Reporting and Monitoring
From the SafeDNS dashboard, you can view a collection of statistics and usage data, updated once per hour. The activity chart simply graphs the number of DNS requests over time. You can view stats for today, yesterday, this week, this month, or a custom range. If you see a spike in the wee hours, when you thought the kids were asleep, it may be time for a family meeting.

SafeDNS Activity Chart_740

A report listing popular sites is ordered by descending number of hits, along with associated categories. I found this chart less useful, as every single access counts as a hit. That means sites that nobody actively visited still count. On my test system, api.bing.com was at the top, followed by wpad.localdomain. Neither of these is actually a website. Note, too, that all access by all users on any device gets recorded here, even your own surfing activities.

The list of blocked sites may be of more interest to parents. This one also shows sites by descending number of hits, along with associated categories. But even if you do find many attempts to reach forbidden sites, the report doesn’t identify the user, or even the device, that was involved.

A pie chart of most-visited categories rounds out the set of reports.
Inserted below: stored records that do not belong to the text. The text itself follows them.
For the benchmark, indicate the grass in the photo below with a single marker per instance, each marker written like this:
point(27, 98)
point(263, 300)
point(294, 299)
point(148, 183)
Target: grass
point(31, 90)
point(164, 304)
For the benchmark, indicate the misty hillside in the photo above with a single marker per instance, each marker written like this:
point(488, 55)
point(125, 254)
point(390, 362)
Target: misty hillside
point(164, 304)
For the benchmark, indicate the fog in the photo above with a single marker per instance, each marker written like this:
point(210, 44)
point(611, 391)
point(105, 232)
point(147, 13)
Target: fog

I’m not sure how useful this is, but it’s pretty. On my test system almost half the pie was owned by top categories Banner Ads and Computers & Internet. The report does note that SafeDNS focuses on categorizing dangerous sites, so the breakdown of safe sites may not be entirely correct.

What’s Not Here
Because it functions at the DNS level, SafeDNS can control access for every device on your home network, but this also limits its power on specific devices. It doesn’t attempt the kind of social media tracking you get with uKnowKids, MinorMonitor, and others. It doesn’t monitor IM or email conversations, notify parents of violations, or limit games based on ESRB ratings.

Free Edition
As noted, you can start a 15-day trial of SafeDNS without supplying any credit card information. You’ll start getting expiry warnings the very next day, explaining that if you don’t renew “you will be switched to the free SafeDNS subscription with less features.” What features will vanish? I sure couldn’t find out by perusing the SafeDNS website.

SecurityWatch

My contact at the company explained, “Free SafeDNS subscription has for the most part the same features as the paid plan except for several ones. Free plan users have no ad blocking, they have only one profile, and shorter white/black lists. The free plan is not available for users with dynamic IP addresses.” I was pleasantly surprised to find that the free edition does include the Windows-based local agent.

Network Protection

The one thing SafeDNS offers that most parental control systems don’t is network-wide content filtering. It’s still possible your kids could evade filtering by switching to the cellular data network, or mooching a neighbor’s unsecured Wi-Fi, but when content filtering happens at the router level it cuts off most avenues for avoiding content filtering.

Net Nanny 7 and Qustodio Parental Control 2015 are Editors’ Choice products for parental control. While they won’t crawl into your router and work there, each offers a comprehensive and powerful set of parental control features, including remote management and multi-device support. Either of these will be a good choice for most families, perhaps with a free installation of SafeDNS or OpenDNS as a second line of defense.